21 Dias de Ativismo pelo Fim da Violência contra as Mulheres
Por Viviane França (*)
Os 21 Dias de Ativismo pelo Fim da Violência contra as Mulheres representam uma das maiores mobilizações globais pela defesa dos direitos humanos de mulheres e meninas. No Brasil, a campanha se estende de 20 de novembro a 10 de dezembro, conectando datas simbólicas que nos lembram que a violência é um fenômeno estrutural, historicamente construído, e que exige ação contínua, integrada e permanente. Ao iniciar no Dia da Consciência Negra, o Brasil reconhece que a violência de gênero também tem marcadores raciais profundos, que tornam as mulheres negras as maiores vítimas de violências e desigualdades.
A campanha existe porque a violência contra as mulheres continua sendo uma das mais graves violações de direitos humanos no mundo. Apesar dos avanços legais e institucionais, ainda convivemos com índices alarmantes de feminicídio, agressões físicas, violência psicológica, moral, sexual, patrimonial, institucional e política de gênero. Muitas dessas violências são naturalizadas, silenciadas ou até justificadas por uma cultura que insiste em responsabilizar a vítima e proteger o agressor. Romper esse ciclo exige informação, coragem, políticas públicas fortes e uma sociedade disposta a assumir seu papel.
Criado em 1991 por ativistas feministas, o movimento se espalhou internacionalmente e consolidou uma linha do tempo que reforça sua importância: 25 de novembro é o Dia Internacional de Combate à Violência contra as Mulheres; 6 de dezembro, no Brasil, marca a mobilização dos homens pelo fim da violência; e 10 de dezembro celebra o Dia Internacional dos Direitos Humanos. Cada data simboliza uma etapa dessa luta, que vai da denúncia à responsabilização, do acolhimento à prevenção, do enfrentamento à construção de uma vida plena e segura para todas.

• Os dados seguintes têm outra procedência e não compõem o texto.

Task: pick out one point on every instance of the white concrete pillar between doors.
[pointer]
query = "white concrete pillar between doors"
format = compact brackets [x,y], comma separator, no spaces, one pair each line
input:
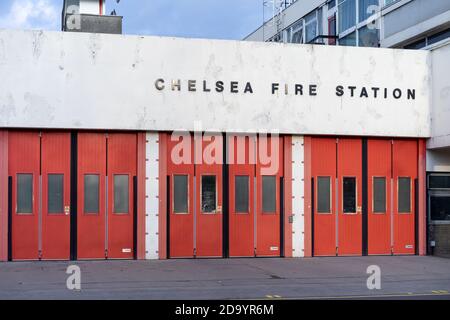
[151,195]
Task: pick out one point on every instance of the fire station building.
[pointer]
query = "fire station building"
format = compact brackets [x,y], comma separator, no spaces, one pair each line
[132,147]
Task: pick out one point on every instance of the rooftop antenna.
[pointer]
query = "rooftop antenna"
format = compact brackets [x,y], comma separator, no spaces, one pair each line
[276,7]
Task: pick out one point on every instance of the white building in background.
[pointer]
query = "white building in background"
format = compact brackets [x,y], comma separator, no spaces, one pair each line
[410,24]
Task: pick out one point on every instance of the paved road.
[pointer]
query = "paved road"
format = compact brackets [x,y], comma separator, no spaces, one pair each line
[331,278]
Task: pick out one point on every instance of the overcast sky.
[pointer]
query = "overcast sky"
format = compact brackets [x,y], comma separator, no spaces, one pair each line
[216,19]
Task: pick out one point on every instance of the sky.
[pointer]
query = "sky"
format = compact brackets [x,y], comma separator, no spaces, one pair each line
[213,19]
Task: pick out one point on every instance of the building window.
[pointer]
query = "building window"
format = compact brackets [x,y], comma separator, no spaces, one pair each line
[420,44]
[241,194]
[404,195]
[349,195]
[55,193]
[347,14]
[180,191]
[91,194]
[121,194]
[440,207]
[389,2]
[24,194]
[296,33]
[439,181]
[209,196]
[379,195]
[349,40]
[324,194]
[368,37]
[310,26]
[438,37]
[269,194]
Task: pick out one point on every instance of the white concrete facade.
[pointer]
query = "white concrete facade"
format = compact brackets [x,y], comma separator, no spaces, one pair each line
[124,69]
[92,6]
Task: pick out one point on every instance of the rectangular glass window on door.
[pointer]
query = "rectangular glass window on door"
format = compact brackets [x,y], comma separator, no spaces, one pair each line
[404,195]
[209,194]
[121,194]
[241,194]
[91,193]
[55,194]
[323,194]
[180,194]
[24,194]
[269,195]
[349,195]
[379,194]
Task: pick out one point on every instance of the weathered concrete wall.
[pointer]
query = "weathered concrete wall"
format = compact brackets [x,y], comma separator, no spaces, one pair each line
[438,160]
[93,81]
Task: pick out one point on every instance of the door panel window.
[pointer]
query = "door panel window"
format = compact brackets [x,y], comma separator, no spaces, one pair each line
[91,193]
[121,194]
[269,194]
[180,191]
[323,194]
[404,195]
[55,193]
[379,195]
[241,193]
[209,196]
[349,195]
[24,194]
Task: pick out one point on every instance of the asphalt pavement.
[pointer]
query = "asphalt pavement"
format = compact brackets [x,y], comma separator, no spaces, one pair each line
[401,277]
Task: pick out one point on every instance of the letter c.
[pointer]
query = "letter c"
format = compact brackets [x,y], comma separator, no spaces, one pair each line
[159,84]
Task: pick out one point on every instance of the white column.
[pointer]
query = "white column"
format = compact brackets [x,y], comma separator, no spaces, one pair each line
[298,187]
[151,193]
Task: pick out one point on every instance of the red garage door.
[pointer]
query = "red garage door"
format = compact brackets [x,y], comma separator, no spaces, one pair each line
[379,195]
[255,172]
[195,196]
[337,170]
[349,171]
[391,177]
[323,171]
[404,161]
[106,171]
[39,164]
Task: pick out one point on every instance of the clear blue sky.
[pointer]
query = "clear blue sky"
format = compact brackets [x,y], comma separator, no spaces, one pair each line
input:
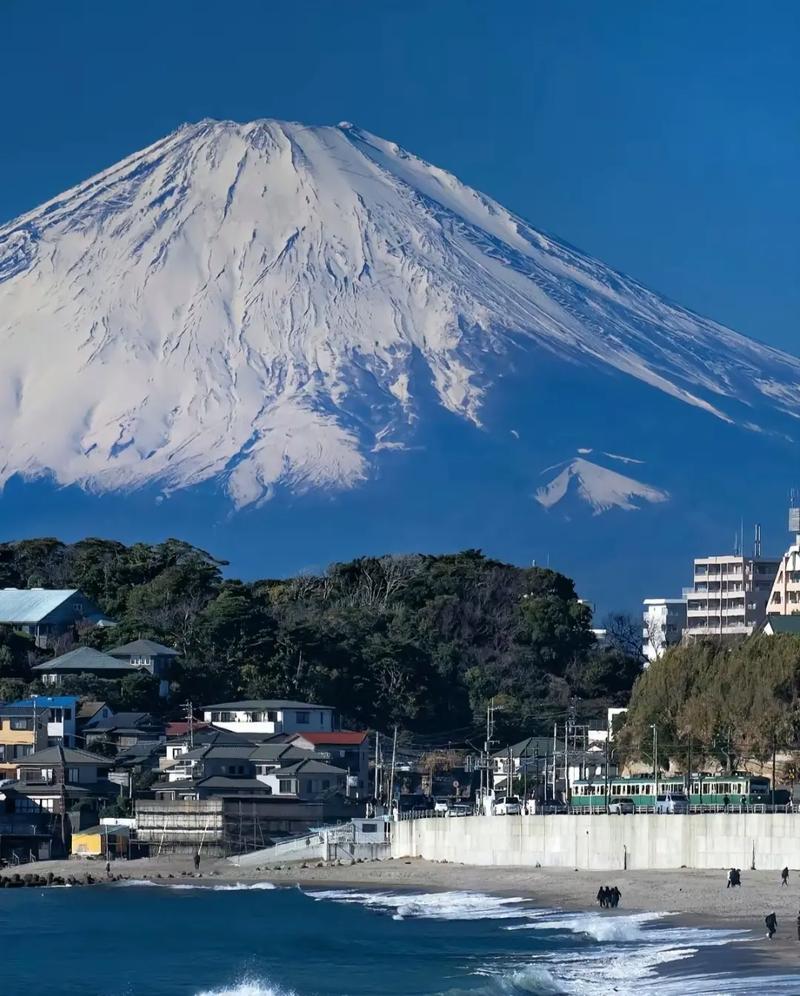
[662,137]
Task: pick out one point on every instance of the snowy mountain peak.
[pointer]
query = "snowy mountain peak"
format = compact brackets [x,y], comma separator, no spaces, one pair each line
[598,486]
[269,302]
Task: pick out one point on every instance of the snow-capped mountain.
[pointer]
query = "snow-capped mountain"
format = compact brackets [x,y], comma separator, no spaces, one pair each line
[602,488]
[283,310]
[247,302]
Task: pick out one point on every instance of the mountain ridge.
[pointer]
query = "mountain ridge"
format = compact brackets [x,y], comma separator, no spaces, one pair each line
[272,308]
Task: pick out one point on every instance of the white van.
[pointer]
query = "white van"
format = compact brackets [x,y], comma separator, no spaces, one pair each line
[672,802]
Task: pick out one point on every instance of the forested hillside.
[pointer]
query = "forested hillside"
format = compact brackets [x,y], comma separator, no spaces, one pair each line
[421,641]
[731,704]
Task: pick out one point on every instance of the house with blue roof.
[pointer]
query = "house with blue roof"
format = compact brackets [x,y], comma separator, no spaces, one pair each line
[47,613]
[62,717]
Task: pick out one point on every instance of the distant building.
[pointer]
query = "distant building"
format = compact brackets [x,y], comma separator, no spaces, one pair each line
[728,599]
[23,730]
[307,780]
[150,656]
[62,721]
[124,729]
[46,614]
[270,716]
[782,625]
[784,599]
[83,661]
[664,620]
[344,749]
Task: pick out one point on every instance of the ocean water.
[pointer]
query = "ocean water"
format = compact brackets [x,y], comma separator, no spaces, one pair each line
[256,940]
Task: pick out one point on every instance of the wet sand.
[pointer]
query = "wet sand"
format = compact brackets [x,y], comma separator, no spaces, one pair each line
[699,897]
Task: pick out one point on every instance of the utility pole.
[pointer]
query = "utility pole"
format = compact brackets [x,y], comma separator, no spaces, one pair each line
[375,777]
[608,755]
[655,758]
[189,707]
[391,776]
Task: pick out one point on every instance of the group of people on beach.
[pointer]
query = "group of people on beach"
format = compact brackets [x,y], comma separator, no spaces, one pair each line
[609,898]
[734,878]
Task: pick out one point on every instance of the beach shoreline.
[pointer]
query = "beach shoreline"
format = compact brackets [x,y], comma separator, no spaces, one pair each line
[684,897]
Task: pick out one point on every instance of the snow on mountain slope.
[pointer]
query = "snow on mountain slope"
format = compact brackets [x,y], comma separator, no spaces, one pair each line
[598,486]
[248,302]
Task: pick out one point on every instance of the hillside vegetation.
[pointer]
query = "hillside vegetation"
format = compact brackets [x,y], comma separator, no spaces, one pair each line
[731,704]
[421,641]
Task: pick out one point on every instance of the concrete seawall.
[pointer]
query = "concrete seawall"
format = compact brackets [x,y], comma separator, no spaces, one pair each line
[642,841]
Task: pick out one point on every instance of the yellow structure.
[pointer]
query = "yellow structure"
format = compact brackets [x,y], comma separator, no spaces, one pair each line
[105,841]
[18,738]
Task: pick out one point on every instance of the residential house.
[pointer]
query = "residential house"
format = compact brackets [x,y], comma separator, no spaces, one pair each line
[344,749]
[61,782]
[106,840]
[83,661]
[272,755]
[23,730]
[62,722]
[47,614]
[124,729]
[91,712]
[270,716]
[207,760]
[151,656]
[307,780]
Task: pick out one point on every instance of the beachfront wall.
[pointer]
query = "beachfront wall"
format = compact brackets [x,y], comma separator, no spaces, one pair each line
[641,841]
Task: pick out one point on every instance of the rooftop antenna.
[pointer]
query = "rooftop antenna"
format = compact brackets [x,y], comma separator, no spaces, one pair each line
[794,511]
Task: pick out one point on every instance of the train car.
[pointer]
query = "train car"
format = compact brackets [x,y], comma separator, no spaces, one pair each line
[714,791]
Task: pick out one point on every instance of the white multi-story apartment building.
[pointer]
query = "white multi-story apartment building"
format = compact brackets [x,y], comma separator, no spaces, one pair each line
[784,599]
[664,620]
[728,599]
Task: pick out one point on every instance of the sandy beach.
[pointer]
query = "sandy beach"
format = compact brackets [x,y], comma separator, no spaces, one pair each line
[698,897]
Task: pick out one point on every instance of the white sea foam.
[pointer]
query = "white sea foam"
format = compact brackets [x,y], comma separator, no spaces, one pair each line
[433,905]
[218,887]
[249,986]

Falar sobre os 21 dias é falar sobre educação, prevenção e consciência social. É entender que a violência começa muito antes da agressão física: nasce no controle, no medo, na humilhação cotidiana, na violência psicológica que destrói a autoestima, na violência patrimonial que retira autonomia, na violência política que tenta expulsar mulheres dos espaços de poder e decisão. Combater a violência é fortalecer redes de proteção, ampliar canais de denúncia, qualificar profissionais e garantir que cada mulher tenha acesso a atendimento humanizado, seguro e eficiente.
Em Contagem, essa luta acontece todos os dias. O município avança com políticas públicas consistentes, acolhedoras e estruturadas. O programa Elo por Elas leva informação, rodas de conversa, formações e diálogo com comunidades, escolas e instituições. A Patrulha da Mulher acompanha vítimas em situação de risco e atua com sensibilidade, técnica e firmeza. A rede de acolhimento se fortalece com profissionais preparados e integração entre as áreas. Tudo isso sob a liderança da Prefeita Marília Campos, que trata a proteção das mulheres como prioridade política e institucional, articulando inclusive ações no âmbito do Consórcio Mulheres das Gerais, ampliando o alcance das políticas de enfrentamento e promovendo cooperação entre municípios.
Os 21 dias também são um chamado para toda a sociedade. Denunciar salva vidas. A mudança começa dentro das casas, nas escolas, nas igrejas, nos espaços públicos e privados, nas redes sociais, nas pequenas atitudes de respeito, empatia e responsabilidade coletiva. A violência contra as mulheres não é um problema individual: é social, político, cultural e estrutural, e só será superado quando todas e todos assumirem seu papel.
Por todas nós. Pela nossa liberdade. Pela vida das mulheres.
21 dias de ativismo e o compromisso diário de construir um futuro sem violência.
*VIVIANE FRANÇA é Mulher, Advogada, Pesquisadora, Mestre em Direito Público, Especialista em Ciências Penais, autora do livro Democracia Participativa e Planejamento Estatal: o exemplo do plano plurianual no município de Contagem. Secretária de Defesa Social de Contagem/MG, Sócia do França e Grossi Advogados.